Nutrient Comparison: Dry Quick QUAKER Oats VS Baked Potato Skin per 5 oz
Compare the macro and micronutrient content in 5 oz of Dry Quick QUAKER Oats versus 5 oz of Baked Potato Skin to make informed dietary choices. Explore their nutritional differences and benefits.
Lets compare vitamin content per 5 ounces of Dry Quick QUAKER Oats vs Baked Potato Skin:
- 5 ounces of Dry Quick QUAKER Oats have 4.4 times more Vitamin B1, 1.5 times more Vitamin B9 and 10.5 times more Vitamin E than Baked Potato Skin.
- While 5 oz of Baked Potato Skin contain 3.7 times more Vitamin B3, 6.1 times more Vitamin B6 and more Vitamin C than Dry Quick Oats QUAKER Cereals.
- Both Dry Quick QUAKER Oats and Baked Potato Skin provide similar amounts of Vitamin B2 and Vitamin B5 per five ounces.

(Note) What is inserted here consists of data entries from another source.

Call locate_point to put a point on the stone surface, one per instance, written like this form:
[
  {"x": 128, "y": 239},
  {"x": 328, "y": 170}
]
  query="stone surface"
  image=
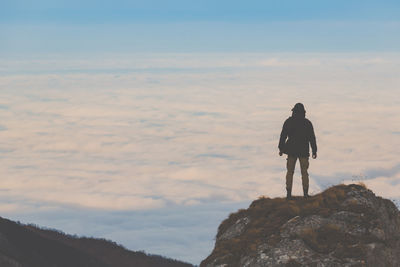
[{"x": 350, "y": 227}]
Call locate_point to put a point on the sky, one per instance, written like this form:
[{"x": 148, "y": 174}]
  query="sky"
[{"x": 147, "y": 123}]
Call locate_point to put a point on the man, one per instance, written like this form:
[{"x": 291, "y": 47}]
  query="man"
[{"x": 297, "y": 133}]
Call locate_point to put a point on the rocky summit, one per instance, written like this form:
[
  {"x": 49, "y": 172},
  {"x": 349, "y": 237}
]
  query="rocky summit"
[{"x": 346, "y": 225}]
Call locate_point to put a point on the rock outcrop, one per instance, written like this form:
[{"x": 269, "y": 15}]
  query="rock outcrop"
[{"x": 346, "y": 225}]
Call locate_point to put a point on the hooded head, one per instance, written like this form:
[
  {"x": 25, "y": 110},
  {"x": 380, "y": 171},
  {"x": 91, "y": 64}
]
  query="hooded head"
[{"x": 298, "y": 111}]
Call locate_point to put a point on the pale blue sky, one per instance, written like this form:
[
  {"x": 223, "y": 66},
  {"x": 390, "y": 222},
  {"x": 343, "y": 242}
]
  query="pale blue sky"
[{"x": 54, "y": 27}]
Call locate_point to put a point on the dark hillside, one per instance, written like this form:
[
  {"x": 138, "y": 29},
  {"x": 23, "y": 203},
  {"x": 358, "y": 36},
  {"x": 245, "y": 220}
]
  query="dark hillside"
[{"x": 30, "y": 246}]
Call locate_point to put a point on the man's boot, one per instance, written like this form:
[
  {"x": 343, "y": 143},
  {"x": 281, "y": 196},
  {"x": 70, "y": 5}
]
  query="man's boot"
[
  {"x": 288, "y": 194},
  {"x": 305, "y": 190}
]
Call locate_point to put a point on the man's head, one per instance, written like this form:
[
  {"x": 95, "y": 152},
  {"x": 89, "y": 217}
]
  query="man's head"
[
  {"x": 299, "y": 108},
  {"x": 298, "y": 111}
]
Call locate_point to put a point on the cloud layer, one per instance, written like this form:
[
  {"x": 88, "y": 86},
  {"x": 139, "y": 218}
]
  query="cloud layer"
[{"x": 134, "y": 133}]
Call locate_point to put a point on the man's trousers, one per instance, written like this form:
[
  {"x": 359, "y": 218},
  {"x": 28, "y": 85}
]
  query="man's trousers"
[{"x": 290, "y": 165}]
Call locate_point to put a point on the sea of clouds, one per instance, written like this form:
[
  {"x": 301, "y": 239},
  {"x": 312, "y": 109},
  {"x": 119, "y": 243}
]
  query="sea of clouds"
[{"x": 153, "y": 151}]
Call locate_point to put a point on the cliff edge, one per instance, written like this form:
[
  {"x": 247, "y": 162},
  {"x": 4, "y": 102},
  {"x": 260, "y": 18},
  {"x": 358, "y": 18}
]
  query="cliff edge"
[{"x": 346, "y": 225}]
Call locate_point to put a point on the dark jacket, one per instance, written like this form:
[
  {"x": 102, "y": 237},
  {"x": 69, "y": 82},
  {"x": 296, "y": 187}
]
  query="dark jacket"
[{"x": 299, "y": 133}]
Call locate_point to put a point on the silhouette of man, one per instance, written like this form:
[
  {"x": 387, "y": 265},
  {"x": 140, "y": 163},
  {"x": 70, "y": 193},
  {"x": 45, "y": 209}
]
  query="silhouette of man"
[{"x": 297, "y": 133}]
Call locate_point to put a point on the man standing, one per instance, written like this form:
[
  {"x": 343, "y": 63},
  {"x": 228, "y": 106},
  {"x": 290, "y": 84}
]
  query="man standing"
[{"x": 297, "y": 133}]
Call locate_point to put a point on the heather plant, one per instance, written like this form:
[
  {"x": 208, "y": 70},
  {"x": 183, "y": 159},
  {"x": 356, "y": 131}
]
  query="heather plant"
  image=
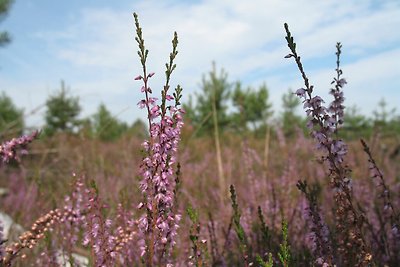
[
  {"x": 159, "y": 223},
  {"x": 338, "y": 217}
]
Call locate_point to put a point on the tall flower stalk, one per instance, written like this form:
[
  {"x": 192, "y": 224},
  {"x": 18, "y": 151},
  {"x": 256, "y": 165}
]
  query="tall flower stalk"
[
  {"x": 323, "y": 124},
  {"x": 159, "y": 223}
]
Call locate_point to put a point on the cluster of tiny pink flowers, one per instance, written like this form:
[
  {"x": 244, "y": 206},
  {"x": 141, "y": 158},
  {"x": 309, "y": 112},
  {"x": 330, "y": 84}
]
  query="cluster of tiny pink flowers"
[
  {"x": 323, "y": 124},
  {"x": 9, "y": 149},
  {"x": 74, "y": 207},
  {"x": 157, "y": 169},
  {"x": 2, "y": 253},
  {"x": 97, "y": 231}
]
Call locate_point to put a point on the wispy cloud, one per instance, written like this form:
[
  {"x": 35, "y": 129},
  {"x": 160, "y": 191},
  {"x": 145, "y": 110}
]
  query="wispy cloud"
[{"x": 244, "y": 37}]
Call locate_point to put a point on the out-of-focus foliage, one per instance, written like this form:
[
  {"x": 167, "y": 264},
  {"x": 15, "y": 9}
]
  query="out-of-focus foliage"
[
  {"x": 252, "y": 107},
  {"x": 106, "y": 126},
  {"x": 355, "y": 124},
  {"x": 290, "y": 120},
  {"x": 62, "y": 112},
  {"x": 11, "y": 118},
  {"x": 215, "y": 88}
]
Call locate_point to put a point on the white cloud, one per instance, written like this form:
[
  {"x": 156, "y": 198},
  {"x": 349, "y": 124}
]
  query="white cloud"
[{"x": 244, "y": 37}]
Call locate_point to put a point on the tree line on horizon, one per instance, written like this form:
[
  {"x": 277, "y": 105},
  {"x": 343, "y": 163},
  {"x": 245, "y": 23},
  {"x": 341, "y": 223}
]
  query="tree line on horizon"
[{"x": 239, "y": 110}]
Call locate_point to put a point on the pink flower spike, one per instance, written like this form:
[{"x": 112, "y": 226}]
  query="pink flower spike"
[{"x": 141, "y": 103}]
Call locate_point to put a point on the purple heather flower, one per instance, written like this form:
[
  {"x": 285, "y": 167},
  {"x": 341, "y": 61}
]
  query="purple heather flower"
[{"x": 9, "y": 149}]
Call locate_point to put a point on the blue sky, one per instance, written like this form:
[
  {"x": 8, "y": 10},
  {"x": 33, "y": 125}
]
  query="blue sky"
[{"x": 90, "y": 44}]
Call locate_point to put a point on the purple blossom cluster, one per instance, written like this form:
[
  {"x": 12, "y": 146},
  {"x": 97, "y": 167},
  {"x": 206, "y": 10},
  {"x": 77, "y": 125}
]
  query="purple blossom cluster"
[
  {"x": 323, "y": 124},
  {"x": 9, "y": 149},
  {"x": 159, "y": 224}
]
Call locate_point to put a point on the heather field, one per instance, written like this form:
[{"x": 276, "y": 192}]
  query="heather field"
[{"x": 179, "y": 192}]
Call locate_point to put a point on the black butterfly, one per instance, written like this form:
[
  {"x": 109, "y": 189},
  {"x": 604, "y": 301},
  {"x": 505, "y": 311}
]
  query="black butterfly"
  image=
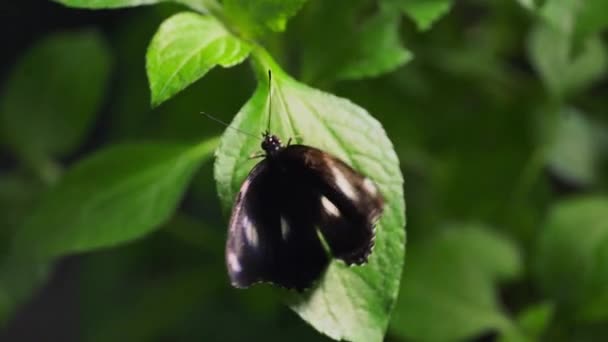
[{"x": 290, "y": 197}]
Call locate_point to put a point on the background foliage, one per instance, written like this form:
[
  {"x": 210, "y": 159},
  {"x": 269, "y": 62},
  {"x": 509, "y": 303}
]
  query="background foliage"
[{"x": 111, "y": 226}]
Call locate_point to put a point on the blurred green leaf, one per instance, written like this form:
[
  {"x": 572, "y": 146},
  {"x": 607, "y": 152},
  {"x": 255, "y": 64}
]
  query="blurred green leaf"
[
  {"x": 564, "y": 67},
  {"x": 572, "y": 259},
  {"x": 114, "y": 196},
  {"x": 344, "y": 48},
  {"x": 535, "y": 319},
  {"x": 199, "y": 5},
  {"x": 448, "y": 289},
  {"x": 424, "y": 12},
  {"x": 50, "y": 102},
  {"x": 257, "y": 17},
  {"x": 592, "y": 18},
  {"x": 349, "y": 303},
  {"x": 17, "y": 195},
  {"x": 572, "y": 148},
  {"x": 185, "y": 48}
]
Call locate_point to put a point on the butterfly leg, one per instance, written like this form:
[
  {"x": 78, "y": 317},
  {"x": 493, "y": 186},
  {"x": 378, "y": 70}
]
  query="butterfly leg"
[{"x": 256, "y": 155}]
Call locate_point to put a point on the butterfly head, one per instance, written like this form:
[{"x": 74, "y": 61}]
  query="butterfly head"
[{"x": 271, "y": 143}]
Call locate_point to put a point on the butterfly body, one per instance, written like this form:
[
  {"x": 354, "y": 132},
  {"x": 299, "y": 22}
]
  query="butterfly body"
[{"x": 294, "y": 202}]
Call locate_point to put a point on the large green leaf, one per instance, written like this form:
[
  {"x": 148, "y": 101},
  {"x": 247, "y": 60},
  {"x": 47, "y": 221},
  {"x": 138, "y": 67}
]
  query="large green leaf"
[
  {"x": 50, "y": 102},
  {"x": 564, "y": 64},
  {"x": 448, "y": 288},
  {"x": 199, "y": 5},
  {"x": 572, "y": 150},
  {"x": 343, "y": 47},
  {"x": 257, "y": 17},
  {"x": 572, "y": 260},
  {"x": 116, "y": 195},
  {"x": 185, "y": 48},
  {"x": 424, "y": 12},
  {"x": 19, "y": 278},
  {"x": 349, "y": 303},
  {"x": 592, "y": 18}
]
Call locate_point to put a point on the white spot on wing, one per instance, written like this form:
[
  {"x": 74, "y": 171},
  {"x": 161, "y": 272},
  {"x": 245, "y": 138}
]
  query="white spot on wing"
[
  {"x": 234, "y": 263},
  {"x": 284, "y": 228},
  {"x": 329, "y": 207},
  {"x": 370, "y": 187},
  {"x": 343, "y": 183},
  {"x": 250, "y": 233}
]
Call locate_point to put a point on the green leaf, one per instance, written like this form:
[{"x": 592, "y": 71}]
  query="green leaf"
[
  {"x": 448, "y": 289},
  {"x": 535, "y": 319},
  {"x": 198, "y": 5},
  {"x": 185, "y": 48},
  {"x": 349, "y": 303},
  {"x": 572, "y": 260},
  {"x": 50, "y": 102},
  {"x": 116, "y": 195},
  {"x": 572, "y": 148},
  {"x": 565, "y": 64},
  {"x": 424, "y": 12},
  {"x": 258, "y": 17},
  {"x": 343, "y": 48}
]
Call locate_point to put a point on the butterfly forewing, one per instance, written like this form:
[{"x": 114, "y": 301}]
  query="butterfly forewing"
[
  {"x": 347, "y": 204},
  {"x": 272, "y": 234}
]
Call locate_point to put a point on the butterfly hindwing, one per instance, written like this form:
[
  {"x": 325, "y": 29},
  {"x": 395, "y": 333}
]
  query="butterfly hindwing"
[
  {"x": 271, "y": 238},
  {"x": 347, "y": 204}
]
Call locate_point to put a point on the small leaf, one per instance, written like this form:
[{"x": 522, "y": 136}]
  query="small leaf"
[
  {"x": 185, "y": 48},
  {"x": 565, "y": 65},
  {"x": 573, "y": 256},
  {"x": 528, "y": 4},
  {"x": 448, "y": 289},
  {"x": 18, "y": 281},
  {"x": 116, "y": 195},
  {"x": 572, "y": 148},
  {"x": 346, "y": 49},
  {"x": 349, "y": 303},
  {"x": 424, "y": 12},
  {"x": 533, "y": 320},
  {"x": 50, "y": 102},
  {"x": 257, "y": 17}
]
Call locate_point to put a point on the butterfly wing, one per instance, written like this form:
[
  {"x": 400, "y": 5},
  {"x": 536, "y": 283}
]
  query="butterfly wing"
[
  {"x": 270, "y": 237},
  {"x": 348, "y": 204}
]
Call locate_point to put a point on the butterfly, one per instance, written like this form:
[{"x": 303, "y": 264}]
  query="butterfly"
[{"x": 294, "y": 204}]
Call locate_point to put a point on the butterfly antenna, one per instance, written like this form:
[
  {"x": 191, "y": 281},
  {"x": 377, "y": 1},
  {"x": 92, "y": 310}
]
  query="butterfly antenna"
[
  {"x": 269, "y": 99},
  {"x": 228, "y": 125}
]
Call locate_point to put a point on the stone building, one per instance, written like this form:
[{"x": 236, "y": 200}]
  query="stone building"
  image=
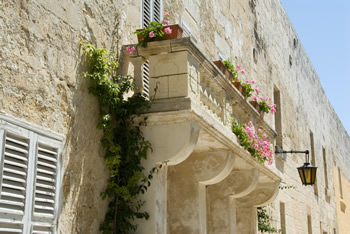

- 5 ounces of Dry Quick QUAKER Oats have insufficient amounts of Vitamin C
- 5 ounces of Baked Potato Skin have insufficient amounts of Vitamin E
- Both Dry Quick Oats QUAKER Cereals as well as Baked Potato Skin have insufficient amounts of Vitamin A, Vitamin B12, Vitamin D and Vitamin K in five ounces.
Comparing minerals per 5 ounces for Dry Quick QUAKER Oats vs Baked Potato Skin:
- 5 ounces of Dry Quick QUAKER Oats have 1.4 times more Calcium, 6.3 times more Magnesium, 7 times more Manganese, 4.5 times more Phosphorus, 41.3 times more Selenium and 6.5 times more Zinc than Baked Potato Skin.
- While 5 oz of Baked Potato Skin contain 2.2 times more Copper, 1.5 times more Iron and 1.6 times more Potassium than Dry Quick Oats QUAKER Cereals.
- 5 ounces of Baked Potato Skin lack sufficient amounts of Selenium
Comparison of macro-nutrients per 5 ounces:
- 5 ounces of Dry Quick QUAKER Oats have 1.9 times more Energy, 68.7 times more Fat, 42.7 times more Saturated Fat, 10 times more Omega 3, 68.8 times more Omega 6, 1.5 times more Carbohydrate and 3.2 times more Protein than Baked Potato Skin.
- Both Dry Quick QUAKER Oats and Baked Potato Skin offer comparable quantities of Fiber per five ounces.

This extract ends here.